Она встала, сжала голову; все было как всегда: лежали книги на столе, стоял шкафчик с монетами, висели картины. На одной был изображен молодой человек в «телогрейке» — странной какой-то хламиде из сатина, простеганного вдоль. На нем топорщилась шапка-ушанка, малахай раздерганный, ватные брюки и грязные кирзовые сапоги. Лицо умученное, тонкое, и глаза, — они горели непримиримо и светло; человек вдохновенный, словно готовый взлететь в небо. Он стоял у стойки ворот, скрестив руки на груди, и смотрел прямо в глаза…

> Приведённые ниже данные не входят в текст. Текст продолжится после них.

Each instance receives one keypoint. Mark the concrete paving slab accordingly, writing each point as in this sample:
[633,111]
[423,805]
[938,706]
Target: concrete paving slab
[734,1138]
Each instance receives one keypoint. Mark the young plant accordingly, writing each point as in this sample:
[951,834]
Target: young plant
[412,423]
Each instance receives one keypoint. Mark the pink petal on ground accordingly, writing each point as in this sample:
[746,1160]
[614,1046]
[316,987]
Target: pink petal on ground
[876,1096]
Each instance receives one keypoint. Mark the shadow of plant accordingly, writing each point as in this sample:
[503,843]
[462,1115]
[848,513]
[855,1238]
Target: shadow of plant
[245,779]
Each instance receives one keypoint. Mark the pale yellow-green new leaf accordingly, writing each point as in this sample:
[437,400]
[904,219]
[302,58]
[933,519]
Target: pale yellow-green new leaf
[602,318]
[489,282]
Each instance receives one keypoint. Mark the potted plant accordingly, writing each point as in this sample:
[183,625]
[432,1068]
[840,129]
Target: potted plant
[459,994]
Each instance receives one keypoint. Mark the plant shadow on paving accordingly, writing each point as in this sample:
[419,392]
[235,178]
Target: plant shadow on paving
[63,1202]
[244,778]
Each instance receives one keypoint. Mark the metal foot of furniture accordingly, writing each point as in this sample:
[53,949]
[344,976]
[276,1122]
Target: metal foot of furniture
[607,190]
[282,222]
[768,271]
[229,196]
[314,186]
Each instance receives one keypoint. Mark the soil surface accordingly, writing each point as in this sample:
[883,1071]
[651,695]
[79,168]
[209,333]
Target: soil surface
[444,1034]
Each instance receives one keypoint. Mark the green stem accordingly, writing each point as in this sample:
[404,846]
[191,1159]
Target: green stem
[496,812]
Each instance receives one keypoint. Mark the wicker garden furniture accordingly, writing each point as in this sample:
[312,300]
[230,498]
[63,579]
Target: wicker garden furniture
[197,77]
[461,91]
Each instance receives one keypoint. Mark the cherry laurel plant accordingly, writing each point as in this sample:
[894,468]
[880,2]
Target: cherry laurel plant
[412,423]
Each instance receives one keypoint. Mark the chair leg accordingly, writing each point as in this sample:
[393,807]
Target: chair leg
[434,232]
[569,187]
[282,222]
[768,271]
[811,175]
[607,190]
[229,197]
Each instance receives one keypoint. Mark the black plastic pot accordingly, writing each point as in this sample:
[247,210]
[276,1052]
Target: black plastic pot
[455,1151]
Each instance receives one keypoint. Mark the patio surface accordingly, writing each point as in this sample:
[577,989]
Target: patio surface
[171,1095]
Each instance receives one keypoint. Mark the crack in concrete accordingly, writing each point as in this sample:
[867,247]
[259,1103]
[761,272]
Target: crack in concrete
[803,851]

Эта картина была у деда столько, сколько Таня себя помнила. Она никогда не обращала на нее внимания — только однажды дед пробормотал что-то о долге и совести и необходимости делать то, что велят. С тех пор эта картина никогда не привлекала ее внимания, но вот теперь…
Вошла толстая дама в черном кружевном платке, заученным голосом сказала заученные слова и попросила носки. «Возьмите в комоде», — отмахнулась Таня, но дама не уходила, и вдруг Таня поймала ее ошеломленный, испуганный взгляд. «Что это?» — она указывала пухлым пальчиком на молодого человека в ушанке.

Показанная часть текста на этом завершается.